Interdiction de la fracturation hydraulique

Vote solennel

M. le président. L’ordre du jour appelle les explications de vote et le vote, par scrutin public, sur l’ensemble de la proposition de loi sur les permis exclusifs de recherches d’hydrocarbures, leur exploration et leur exploitation sur le territoire national (n° 3392, 3301).

Explications de vote

M. le président. Dans les explications de vote, la parole est à M. André Chassaigne, pour le groupe GDR.

M. André Chassaigne. Plusieurs heures de débats nocturnes ont conforté notre perplexité quant aux intentions réelles du Gouvernement et de sa majorité sur la question des gaz et huiles de schiste. Tous les doutes sont aujourd’hui permis, alors que nous pouvions nous féliciter de la prise de conscience consensuelle des parlementaires de toutes sensibilités des risques liés à la technique de la fracturation hydraulique.
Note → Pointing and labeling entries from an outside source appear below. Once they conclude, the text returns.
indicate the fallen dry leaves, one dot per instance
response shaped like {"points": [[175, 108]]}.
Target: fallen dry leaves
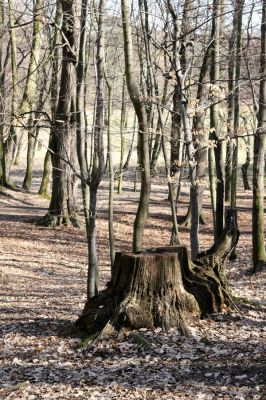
{"points": [[43, 279]]}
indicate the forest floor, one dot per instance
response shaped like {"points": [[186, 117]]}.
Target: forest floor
{"points": [[43, 286]]}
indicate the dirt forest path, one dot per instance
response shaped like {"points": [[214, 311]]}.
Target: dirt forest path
{"points": [[42, 289]]}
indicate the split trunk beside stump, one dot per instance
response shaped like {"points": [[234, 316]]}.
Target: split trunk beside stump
{"points": [[162, 288]]}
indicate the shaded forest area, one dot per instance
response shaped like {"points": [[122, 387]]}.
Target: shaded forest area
{"points": [[132, 149]]}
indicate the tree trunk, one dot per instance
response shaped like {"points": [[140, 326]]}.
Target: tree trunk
{"points": [[139, 106], [122, 138], [62, 209], [215, 134], [258, 238], [162, 288]]}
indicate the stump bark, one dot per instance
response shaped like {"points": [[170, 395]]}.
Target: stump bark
{"points": [[162, 287]]}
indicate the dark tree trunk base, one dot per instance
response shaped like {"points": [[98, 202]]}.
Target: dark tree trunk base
{"points": [[163, 288], [146, 291]]}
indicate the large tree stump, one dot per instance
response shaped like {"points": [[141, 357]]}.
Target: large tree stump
{"points": [[146, 291], [162, 287]]}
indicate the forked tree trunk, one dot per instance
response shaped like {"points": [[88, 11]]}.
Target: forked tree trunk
{"points": [[162, 287], [62, 208]]}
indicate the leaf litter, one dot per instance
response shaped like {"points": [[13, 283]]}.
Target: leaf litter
{"points": [[43, 286]]}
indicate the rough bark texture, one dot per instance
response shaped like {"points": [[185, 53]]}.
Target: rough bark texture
{"points": [[162, 287], [62, 209], [146, 291]]}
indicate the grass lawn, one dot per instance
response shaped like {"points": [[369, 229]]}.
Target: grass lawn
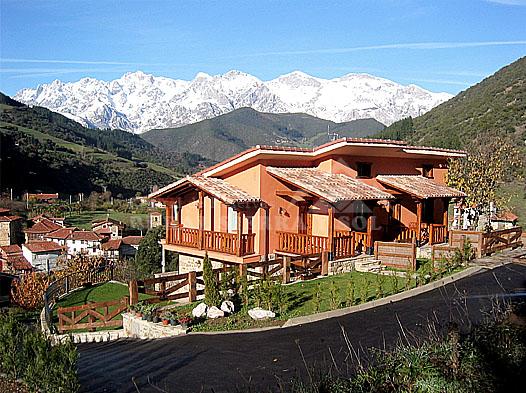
{"points": [[313, 296], [98, 293], [84, 219]]}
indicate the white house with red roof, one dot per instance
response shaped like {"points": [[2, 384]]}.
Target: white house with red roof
{"points": [[42, 255], [84, 242]]}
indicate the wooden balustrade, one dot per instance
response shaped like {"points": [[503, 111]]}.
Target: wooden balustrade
{"points": [[298, 243], [437, 233], [345, 243], [212, 241]]}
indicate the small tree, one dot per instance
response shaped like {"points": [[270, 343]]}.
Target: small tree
{"points": [[350, 294], [212, 295]]}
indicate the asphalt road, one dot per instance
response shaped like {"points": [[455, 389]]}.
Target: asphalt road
{"points": [[262, 360]]}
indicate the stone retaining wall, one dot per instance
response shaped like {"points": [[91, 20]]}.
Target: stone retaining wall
{"points": [[136, 327]]}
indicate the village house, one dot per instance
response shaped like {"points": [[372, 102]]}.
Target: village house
{"points": [[57, 220], [338, 198], [110, 228], [84, 242], [42, 255], [126, 247], [60, 235], [155, 219], [40, 228], [10, 228], [13, 261]]}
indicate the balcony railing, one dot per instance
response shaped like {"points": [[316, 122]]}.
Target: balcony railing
{"points": [[345, 243], [223, 242]]}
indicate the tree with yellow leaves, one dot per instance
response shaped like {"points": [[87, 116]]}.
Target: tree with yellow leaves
{"points": [[490, 163]]}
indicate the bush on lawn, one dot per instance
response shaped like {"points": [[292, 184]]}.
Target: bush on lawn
{"points": [[28, 355]]}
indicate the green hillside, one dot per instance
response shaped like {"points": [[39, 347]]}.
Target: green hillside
{"points": [[494, 107], [44, 151], [228, 134]]}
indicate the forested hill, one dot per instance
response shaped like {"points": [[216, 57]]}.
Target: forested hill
{"points": [[231, 133], [45, 151], [494, 107]]}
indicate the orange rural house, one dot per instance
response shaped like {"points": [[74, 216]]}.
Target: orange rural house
{"points": [[340, 197]]}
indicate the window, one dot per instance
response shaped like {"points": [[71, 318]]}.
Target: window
{"points": [[232, 220], [363, 169], [175, 214], [427, 170]]}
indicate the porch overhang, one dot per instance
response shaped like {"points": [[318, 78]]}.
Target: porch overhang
{"points": [[419, 187], [215, 187], [330, 187]]}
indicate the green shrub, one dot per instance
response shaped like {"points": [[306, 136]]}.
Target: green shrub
{"points": [[30, 356], [212, 295]]}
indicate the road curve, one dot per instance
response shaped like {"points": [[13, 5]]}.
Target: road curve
{"points": [[262, 360]]}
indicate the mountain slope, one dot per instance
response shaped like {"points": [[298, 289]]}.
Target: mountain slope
{"points": [[138, 102], [228, 134], [44, 151], [496, 106]]}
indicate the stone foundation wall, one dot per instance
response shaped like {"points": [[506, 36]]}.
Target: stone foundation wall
{"points": [[136, 327], [341, 266]]}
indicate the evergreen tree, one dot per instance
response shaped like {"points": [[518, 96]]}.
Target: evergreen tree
{"points": [[212, 295]]}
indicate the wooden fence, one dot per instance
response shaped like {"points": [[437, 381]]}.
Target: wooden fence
{"points": [[91, 316], [66, 284], [440, 253], [485, 243], [399, 255]]}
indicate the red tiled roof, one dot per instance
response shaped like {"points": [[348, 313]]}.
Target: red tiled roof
{"points": [[112, 245], [329, 186], [43, 246], [11, 249], [132, 240], [61, 233], [504, 216], [19, 262], [218, 188], [419, 186], [9, 218], [103, 231], [371, 141], [43, 226], [84, 235]]}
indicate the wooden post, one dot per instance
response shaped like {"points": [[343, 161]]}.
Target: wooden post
{"points": [[330, 230], [324, 263], [192, 287], [445, 217], [370, 223], [286, 270], [134, 292], [418, 221], [201, 206], [239, 233], [242, 270]]}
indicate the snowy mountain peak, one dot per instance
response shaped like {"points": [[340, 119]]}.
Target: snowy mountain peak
{"points": [[138, 101]]}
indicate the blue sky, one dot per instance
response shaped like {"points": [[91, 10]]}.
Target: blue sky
{"points": [[440, 45]]}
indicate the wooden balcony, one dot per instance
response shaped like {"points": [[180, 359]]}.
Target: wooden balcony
{"points": [[429, 233], [345, 244], [227, 243]]}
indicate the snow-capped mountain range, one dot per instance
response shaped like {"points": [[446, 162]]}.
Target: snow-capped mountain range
{"points": [[138, 102]]}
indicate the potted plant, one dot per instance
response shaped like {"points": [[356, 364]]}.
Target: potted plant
{"points": [[173, 319], [165, 318], [185, 321]]}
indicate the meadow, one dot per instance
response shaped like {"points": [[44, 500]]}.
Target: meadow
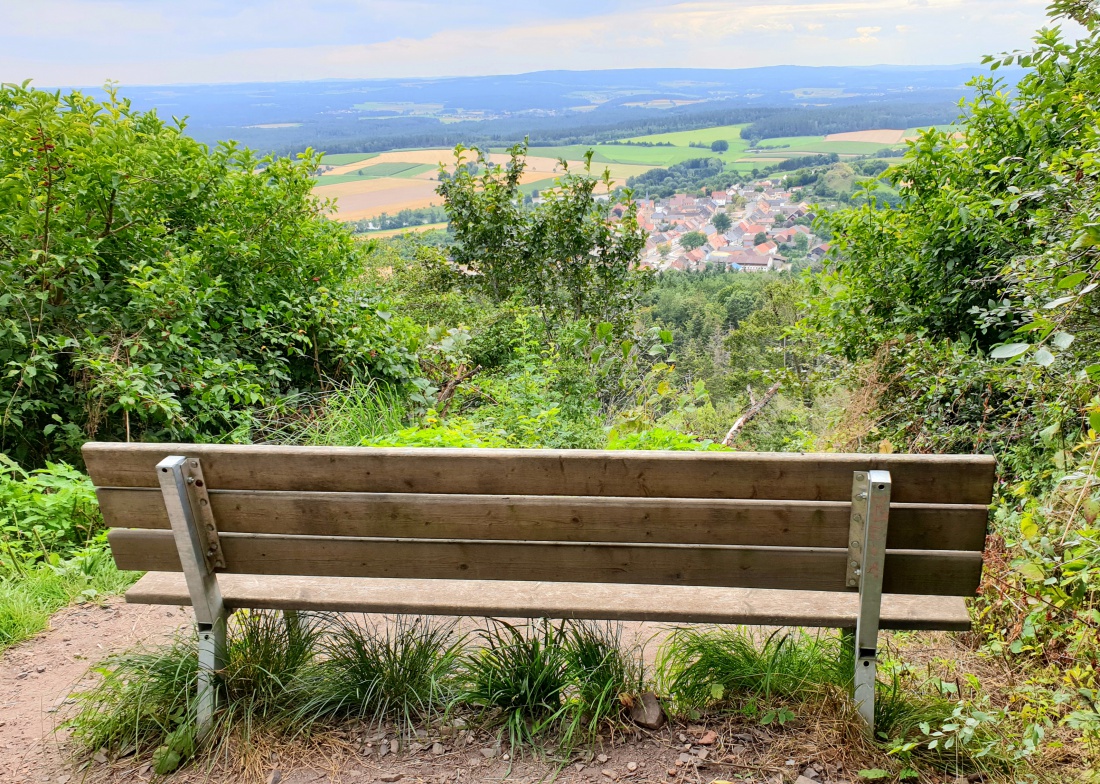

Le Gouvernement, par l’intermédiaire de Jean-Louis Borloo, a d’abord accordé, en 2008, 2009 et 2010, toute une série de permis concernant ces ressources d’hydrocarbures non conventionnels alors qu’il est avéré, selon l’état actuel des connaissances, que leurs techniques d’exploration et d’exploitation sont clairement polluantes, ce qui s’oppose profondément à nos principes constitutionnels et à nos objectifs de réduction des émissions de gaz à effet de serre. Ces permis, M. le ministre de l’écologie les a signés en plein débat sur le Grenelle de l’environnement. Pendant qu’il défendait avec vigueur devant notre assemblée les impératifs de « transparence », d’« information et de participation du public » sur les questions environnementales, il accordait ainsi des permis exclusifs donnant toute liberté aux groupes de l’extraction et du pétrole.

En vain, M. le rapporteur Havard et Mme la ministre ont-ils essayé cette nuit de nous convaincre, par un argumentaire juridique, de la nécessité de remplacer la rédaction initiale du texte, qui prévoyait de façon limpide l’abrogation des permis exclusifs accordés, par une sorte de digression difficilement justifiable faisant référence à un rapport des opérateurs sous deux mois. À l’issue des débats, nous sommes convaincus qu’il s’agit en fait d’une parfaite reculade pour laisser le champ libre aux opérateurs concernés.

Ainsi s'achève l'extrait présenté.